Shingles cases on the rise
Courtny Gerrish, Stephanie Graham
College life for Caroline Radaj was fun, but stressful. That was before she ended up with a painful case of shingles.
"It felt like either I had a pinched nerve or that just someone was constantly stabbing me," Caroline recalls.
When a rash popped up on top of the pain, an internet search led her to the diagnosis. A campus doctor confirmed it, though even they seemed stunned.
"It's something that happens in older people, so for it to happen to a young college student they were a little bit baffled at that," Caroline says.
In fact, lots of people are surprised to hear of someone in college suffering from shingles, but researchers say cases are up six fold across all age groups, and college kids are no exception.
Dr. Barbara Yawn, is an FAAFP shingles study author. She explains, "Instead of maybe one every three or four months, you may be having two or three each month in the college and that stands out."
Dr. Yawn authored a study on shingles recurrences.
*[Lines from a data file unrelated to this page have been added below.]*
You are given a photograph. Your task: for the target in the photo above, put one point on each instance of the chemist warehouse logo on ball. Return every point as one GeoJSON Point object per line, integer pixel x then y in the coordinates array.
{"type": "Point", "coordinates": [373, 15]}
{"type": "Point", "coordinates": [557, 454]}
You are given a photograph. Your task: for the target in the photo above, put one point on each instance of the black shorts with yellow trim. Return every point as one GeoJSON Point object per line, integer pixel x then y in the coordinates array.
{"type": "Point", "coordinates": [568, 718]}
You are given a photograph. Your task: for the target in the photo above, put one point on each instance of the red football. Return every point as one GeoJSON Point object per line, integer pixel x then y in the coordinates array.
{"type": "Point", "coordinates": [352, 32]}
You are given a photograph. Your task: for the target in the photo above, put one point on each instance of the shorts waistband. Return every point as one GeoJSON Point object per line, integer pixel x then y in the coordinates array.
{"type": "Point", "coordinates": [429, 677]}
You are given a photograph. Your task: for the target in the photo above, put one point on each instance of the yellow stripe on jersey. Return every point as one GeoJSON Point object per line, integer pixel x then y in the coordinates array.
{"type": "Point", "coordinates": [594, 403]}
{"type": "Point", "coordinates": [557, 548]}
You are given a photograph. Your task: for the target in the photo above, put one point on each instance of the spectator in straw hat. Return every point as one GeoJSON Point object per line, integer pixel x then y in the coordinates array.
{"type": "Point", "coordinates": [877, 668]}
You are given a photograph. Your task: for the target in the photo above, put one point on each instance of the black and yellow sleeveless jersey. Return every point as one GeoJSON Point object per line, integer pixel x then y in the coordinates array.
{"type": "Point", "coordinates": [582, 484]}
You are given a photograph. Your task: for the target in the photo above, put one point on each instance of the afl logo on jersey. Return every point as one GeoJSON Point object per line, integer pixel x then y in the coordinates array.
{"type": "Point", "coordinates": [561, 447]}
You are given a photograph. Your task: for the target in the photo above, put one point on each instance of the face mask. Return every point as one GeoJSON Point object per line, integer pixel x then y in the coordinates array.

She says it's tough for someone in college already stressed out to miss class because of shingles. Technically, they're not contagious, but it can be agonizing. Researchers don't know why it's on the rise.
"We've looked at several factors like are there more people that are immuno-suppressed, uh was it around the time the chicken pox vaccine in children? That isn't true. Did it have to do with when antivirals were introduced? No. Does it have to do with more people coming to the doctor when they have shingles? Well, a six-fold increase is a little hard to believe for that. So, we're actually right back where we started. We don't know," Dr. Yawn admits.
Dr. Yawn also doesn't know if these younger shingles sufferers will get it again and again. "If you got your first at 80 its not very long till you won't have to worry about it. But if you get your first episode of shingles at 18 or 20, you've got another 60-70 years that you're at risk and our data suggests that the risk of recurrence is higher than the risk of occurrence."
Well, what can they do about it? A vaccine exists, but can currently only be used on people 50 and older.
"So we really don't have anything to offer these people," Dr. Yawn says.
That's not much comfort to Caroline and others like her. "Hopefully I don't get it again."
Researchers expect that the numbers of younger people getting shingles should start to drop, since many of those students received the chicken pox vaccine. You must have already had chicken pox in order to get shingles.